For those of you who have been reading from day 1 of my rookie teaching experience—it is certainly not all smiles and laughter. I don’t want readers to think that I only write about my negative happenings, but in retrospect they are much more intriguing than days when my students are well behaved and doing exactly what they are supposed to.  Friday was, by far, the most difficult day of teaching I’ve had so far. After wiping tears and smudged mascara off of my face, I admitted to my principal and colleagues that I felt like a negative five year teacher. Any misbehavior that you could have nightmares about came to fruition last period on Friday. Students were laughing, smiling incessantly, talking, bouncing around in their seats, bouncing around out of their seats and making noises that should never come out of any human being. It was a war zone: me against them and they were winning. When my two hour class period ended, I felt like an absolute mess. I had begun tearing up in class before it was over, and students could tell that I was upset. Luckily, this kicked them back into serious mode for the last few minutes but I couldn’t forget how they had made me feel for the previous hour and fifty-five minutes.

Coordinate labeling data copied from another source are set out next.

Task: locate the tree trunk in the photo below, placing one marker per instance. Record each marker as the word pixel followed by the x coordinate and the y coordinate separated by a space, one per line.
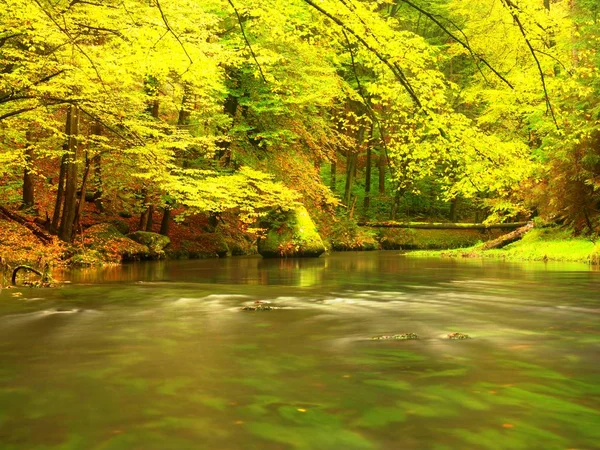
pixel 453 207
pixel 65 231
pixel 28 192
pixel 367 201
pixel 59 195
pixel 350 165
pixel 164 224
pixel 381 167
pixel 333 176
pixel 81 201
pixel 506 239
pixel 150 220
pixel 145 207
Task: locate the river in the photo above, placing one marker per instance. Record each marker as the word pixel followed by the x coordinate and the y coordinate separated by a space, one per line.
pixel 161 356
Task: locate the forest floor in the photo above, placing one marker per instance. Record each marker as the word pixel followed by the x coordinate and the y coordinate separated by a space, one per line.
pixel 540 244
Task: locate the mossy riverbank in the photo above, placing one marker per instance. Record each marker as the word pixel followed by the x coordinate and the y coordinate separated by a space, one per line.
pixel 540 244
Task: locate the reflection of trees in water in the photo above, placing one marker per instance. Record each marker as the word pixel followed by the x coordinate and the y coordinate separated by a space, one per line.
pixel 144 271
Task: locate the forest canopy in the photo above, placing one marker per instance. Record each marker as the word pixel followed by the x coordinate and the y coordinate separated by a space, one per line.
pixel 241 105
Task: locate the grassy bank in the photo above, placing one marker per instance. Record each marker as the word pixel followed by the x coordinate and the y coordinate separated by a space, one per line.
pixel 541 244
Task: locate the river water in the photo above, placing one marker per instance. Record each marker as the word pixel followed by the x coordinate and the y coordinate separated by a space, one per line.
pixel 161 356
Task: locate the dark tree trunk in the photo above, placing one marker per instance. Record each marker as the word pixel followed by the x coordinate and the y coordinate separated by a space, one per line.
pixel 166 220
pixel 453 207
pixel 28 191
pixel 506 239
pixel 145 207
pixel 59 195
pixel 333 177
pixel 81 201
pixel 381 167
pixel 65 231
pixel 350 165
pixel 367 201
pixel 150 221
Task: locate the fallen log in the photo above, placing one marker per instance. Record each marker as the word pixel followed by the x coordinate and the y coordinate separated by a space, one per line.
pixel 443 226
pixel 42 236
pixel 506 239
pixel 31 269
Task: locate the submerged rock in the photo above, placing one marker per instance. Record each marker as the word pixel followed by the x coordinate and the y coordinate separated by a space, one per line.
pixel 290 234
pixel 259 305
pixel 155 242
pixel 457 335
pixel 396 337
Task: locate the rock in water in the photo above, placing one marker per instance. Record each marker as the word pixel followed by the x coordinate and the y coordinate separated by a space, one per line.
pixel 396 337
pixel 155 242
pixel 290 234
pixel 457 335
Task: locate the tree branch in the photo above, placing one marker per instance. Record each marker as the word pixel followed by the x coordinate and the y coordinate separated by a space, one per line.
pixel 166 22
pixel 511 9
pixel 239 18
pixel 395 68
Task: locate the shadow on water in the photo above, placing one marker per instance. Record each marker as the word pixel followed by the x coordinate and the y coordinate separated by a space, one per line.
pixel 161 356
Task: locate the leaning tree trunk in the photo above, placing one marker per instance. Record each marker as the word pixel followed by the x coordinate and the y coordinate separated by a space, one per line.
pixel 28 191
pixel 381 167
pixel 164 224
pixel 506 239
pixel 367 201
pixel 65 231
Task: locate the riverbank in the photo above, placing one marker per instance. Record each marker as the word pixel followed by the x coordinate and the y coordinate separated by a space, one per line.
pixel 540 244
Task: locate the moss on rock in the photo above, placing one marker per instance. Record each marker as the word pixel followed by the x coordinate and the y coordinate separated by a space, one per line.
pixel 290 234
pixel 104 243
pixel 155 242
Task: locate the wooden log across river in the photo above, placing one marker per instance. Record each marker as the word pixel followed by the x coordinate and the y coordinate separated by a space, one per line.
pixel 443 226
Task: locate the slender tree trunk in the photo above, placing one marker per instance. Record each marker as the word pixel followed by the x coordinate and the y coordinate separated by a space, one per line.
pixel 453 206
pixel 367 201
pixel 333 176
pixel 28 191
pixel 381 167
pixel 59 195
pixel 81 201
pixel 145 207
pixel 350 165
pixel 97 179
pixel 166 220
pixel 70 203
pixel 150 220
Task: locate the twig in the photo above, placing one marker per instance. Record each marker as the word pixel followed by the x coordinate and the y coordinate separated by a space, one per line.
pixel 262 75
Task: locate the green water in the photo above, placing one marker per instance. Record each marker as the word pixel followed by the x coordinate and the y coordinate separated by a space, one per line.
pixel 161 356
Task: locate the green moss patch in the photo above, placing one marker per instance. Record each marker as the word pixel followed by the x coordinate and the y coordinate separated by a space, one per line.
pixel 290 233
pixel 423 239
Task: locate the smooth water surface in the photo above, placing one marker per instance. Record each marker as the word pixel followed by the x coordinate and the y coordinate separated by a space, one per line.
pixel 161 356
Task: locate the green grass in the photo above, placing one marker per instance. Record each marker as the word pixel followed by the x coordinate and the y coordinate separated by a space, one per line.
pixel 543 244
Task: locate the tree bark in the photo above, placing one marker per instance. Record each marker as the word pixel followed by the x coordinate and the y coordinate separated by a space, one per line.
pixel 509 238
pixel 164 224
pixel 28 189
pixel 65 232
pixel 81 201
pixel 333 176
pixel 381 167
pixel 150 220
pixel 367 201
pixel 145 207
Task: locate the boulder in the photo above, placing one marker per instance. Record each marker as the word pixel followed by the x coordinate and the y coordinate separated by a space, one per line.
pixel 155 242
pixel 290 234
pixel 105 243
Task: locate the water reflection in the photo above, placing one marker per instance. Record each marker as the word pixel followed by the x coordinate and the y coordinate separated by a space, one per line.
pixel 160 356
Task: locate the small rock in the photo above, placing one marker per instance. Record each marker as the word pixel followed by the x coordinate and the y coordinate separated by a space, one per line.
pixel 259 305
pixel 396 337
pixel 457 335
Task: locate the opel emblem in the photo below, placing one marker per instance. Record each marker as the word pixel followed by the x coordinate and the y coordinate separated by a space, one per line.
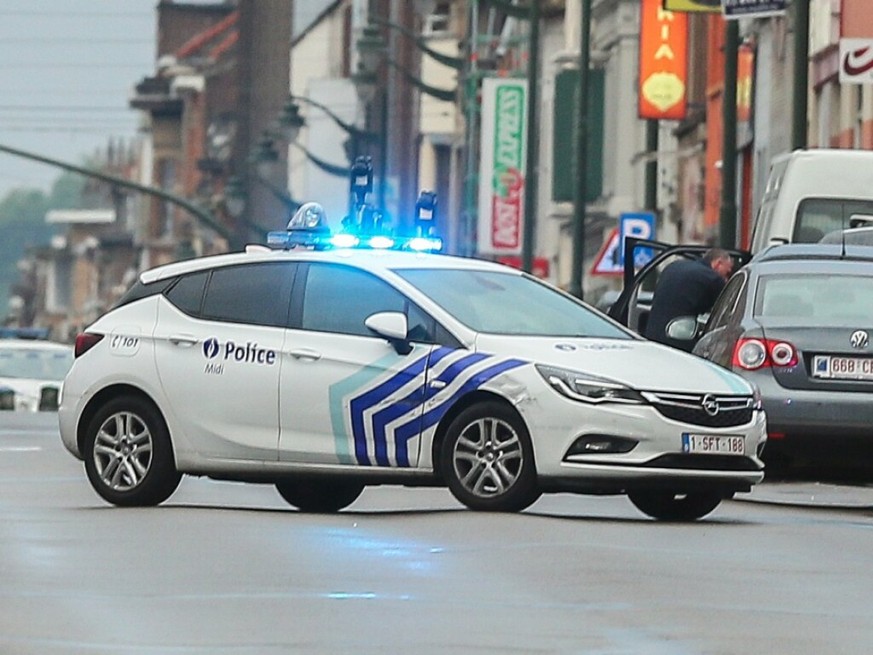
pixel 859 339
pixel 710 405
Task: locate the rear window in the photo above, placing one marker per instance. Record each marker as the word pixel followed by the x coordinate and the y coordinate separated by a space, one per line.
pixel 816 299
pixel 507 303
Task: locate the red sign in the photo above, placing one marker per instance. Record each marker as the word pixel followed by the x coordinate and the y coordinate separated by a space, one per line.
pixel 663 62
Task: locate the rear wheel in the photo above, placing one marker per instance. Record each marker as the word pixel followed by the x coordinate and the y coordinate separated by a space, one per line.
pixel 128 454
pixel 319 496
pixel 487 459
pixel 672 506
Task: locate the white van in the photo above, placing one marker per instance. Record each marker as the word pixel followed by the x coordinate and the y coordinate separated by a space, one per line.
pixel 810 193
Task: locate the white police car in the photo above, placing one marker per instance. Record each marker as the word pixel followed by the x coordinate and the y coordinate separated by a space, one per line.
pixel 324 370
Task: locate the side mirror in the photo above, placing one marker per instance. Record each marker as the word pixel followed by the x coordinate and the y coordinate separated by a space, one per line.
pixel 683 328
pixel 393 327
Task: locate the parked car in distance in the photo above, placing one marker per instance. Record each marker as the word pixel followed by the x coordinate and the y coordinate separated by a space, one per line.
pixel 33 370
pixel 797 322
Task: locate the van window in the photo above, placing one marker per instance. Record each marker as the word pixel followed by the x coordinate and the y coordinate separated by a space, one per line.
pixel 818 216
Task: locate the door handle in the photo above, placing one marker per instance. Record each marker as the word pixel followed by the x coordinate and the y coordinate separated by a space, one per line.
pixel 307 354
pixel 185 340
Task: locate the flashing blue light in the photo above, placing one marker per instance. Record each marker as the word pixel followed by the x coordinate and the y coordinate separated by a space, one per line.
pixel 344 241
pixel 425 244
pixel 381 242
pixel 289 239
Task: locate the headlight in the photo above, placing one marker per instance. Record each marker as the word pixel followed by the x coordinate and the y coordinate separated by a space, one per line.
pixel 588 388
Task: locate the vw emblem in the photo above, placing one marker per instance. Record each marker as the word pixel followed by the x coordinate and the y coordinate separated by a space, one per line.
pixel 710 405
pixel 859 339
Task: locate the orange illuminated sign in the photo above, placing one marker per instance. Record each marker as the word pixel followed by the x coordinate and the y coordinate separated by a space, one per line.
pixel 709 6
pixel 663 62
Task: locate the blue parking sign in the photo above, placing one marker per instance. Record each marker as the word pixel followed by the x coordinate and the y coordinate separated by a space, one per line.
pixel 640 225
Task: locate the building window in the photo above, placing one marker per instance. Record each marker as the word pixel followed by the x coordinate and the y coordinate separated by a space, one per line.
pixel 167 177
pixel 59 287
pixel 439 21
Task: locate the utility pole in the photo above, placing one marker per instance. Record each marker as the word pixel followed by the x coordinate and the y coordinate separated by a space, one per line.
pixel 531 181
pixel 581 154
pixel 801 73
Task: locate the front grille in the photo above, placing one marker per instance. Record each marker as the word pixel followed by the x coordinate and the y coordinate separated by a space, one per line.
pixel 704 462
pixel 690 409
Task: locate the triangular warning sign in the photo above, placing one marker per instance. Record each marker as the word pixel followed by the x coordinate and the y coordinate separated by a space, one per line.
pixel 608 260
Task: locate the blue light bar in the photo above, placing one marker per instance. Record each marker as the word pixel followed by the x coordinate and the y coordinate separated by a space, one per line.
pixel 381 242
pixel 289 239
pixel 344 240
pixel 425 244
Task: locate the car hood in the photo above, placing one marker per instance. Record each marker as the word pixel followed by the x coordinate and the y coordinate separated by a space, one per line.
pixel 643 365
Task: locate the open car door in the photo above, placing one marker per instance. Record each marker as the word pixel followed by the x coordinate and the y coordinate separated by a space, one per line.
pixel 632 306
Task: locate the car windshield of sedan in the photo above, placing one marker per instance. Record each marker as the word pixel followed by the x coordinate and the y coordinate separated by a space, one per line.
pixel 34 363
pixel 504 303
pixel 815 299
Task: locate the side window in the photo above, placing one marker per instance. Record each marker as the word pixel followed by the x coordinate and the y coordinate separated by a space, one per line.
pixel 256 294
pixel 339 299
pixel 727 301
pixel 139 291
pixel 187 293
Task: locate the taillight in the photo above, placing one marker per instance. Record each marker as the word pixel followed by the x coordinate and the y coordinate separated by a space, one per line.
pixel 85 341
pixel 752 354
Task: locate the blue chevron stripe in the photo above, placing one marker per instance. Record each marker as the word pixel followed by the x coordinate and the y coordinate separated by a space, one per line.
pixel 383 417
pixel 338 391
pixel 403 433
pixel 360 404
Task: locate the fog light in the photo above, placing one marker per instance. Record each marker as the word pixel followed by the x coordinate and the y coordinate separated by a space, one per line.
pixel 600 444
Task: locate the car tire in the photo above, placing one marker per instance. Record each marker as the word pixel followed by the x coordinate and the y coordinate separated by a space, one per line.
pixel 487 459
pixel 319 496
pixel 671 506
pixel 128 454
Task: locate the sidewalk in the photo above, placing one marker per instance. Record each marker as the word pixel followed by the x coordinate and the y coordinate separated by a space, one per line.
pixel 812 494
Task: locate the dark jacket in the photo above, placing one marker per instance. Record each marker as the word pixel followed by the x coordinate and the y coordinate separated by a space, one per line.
pixel 685 288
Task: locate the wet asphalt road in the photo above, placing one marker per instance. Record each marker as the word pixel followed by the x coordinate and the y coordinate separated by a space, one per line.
pixel 230 569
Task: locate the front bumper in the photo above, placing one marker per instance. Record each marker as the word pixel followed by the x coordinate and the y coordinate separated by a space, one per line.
pixel 657 459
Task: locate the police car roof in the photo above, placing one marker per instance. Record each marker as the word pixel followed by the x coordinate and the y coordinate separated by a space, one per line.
pixel 368 259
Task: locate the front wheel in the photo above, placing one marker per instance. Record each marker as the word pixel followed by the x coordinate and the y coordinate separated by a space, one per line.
pixel 487 459
pixel 319 496
pixel 671 506
pixel 128 455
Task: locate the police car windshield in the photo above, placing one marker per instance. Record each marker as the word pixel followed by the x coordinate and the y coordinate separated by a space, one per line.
pixel 504 303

My dean of students saw me crying in my room after and she was highly displeased to say the least. She said, write down the name of every student who gave you trouble. It was easier for me to write down students who didn’t misbehave. That list was two students long, or two students short. Needless to say, my class heard from the dean and my principal for about forty minutes after school. Among their many repercussions for being disrespectful, students were required to write me an apology and hand it in for homework the next day. Here are a few of my favorite lines:

“[…] I will cherish the hours you put into our day so that we can go on to live very successful lives.”

“I will learn to respect you and be grateful for what you do for me.”

“I need you because I need to be able to pass the school year. I regret everything that I have done to you.”

“I apologize and we shouldn’t be putting all the pressure on you because you are a new teacher. We should be appreciating teaching us what we have to learn so thank you.”

“I know that I have been acting very foolish lately and I have to change my behavior so that I can be a successful student in your class.”

This is by far the best one…

“Over the past few months I have talked back to you, said negative things about you, gave you attitude and many other actions. Now, I am going to do the right things and bring my behavior up by paying attention more and not talking back and not being disrespect.”

My immediate thoughts: I haven’t heard you say negative things about me to my face so that must mean you’re talking about me behind my back. Thanks. Additionally, I wish that you would have paid more attention to that grammar lesson on adverbs. Then, perhaps, your apology would be more eloquent.

Of course, at the end of the day, they make me cry but their successes absolutely outweigh their insane behaviors.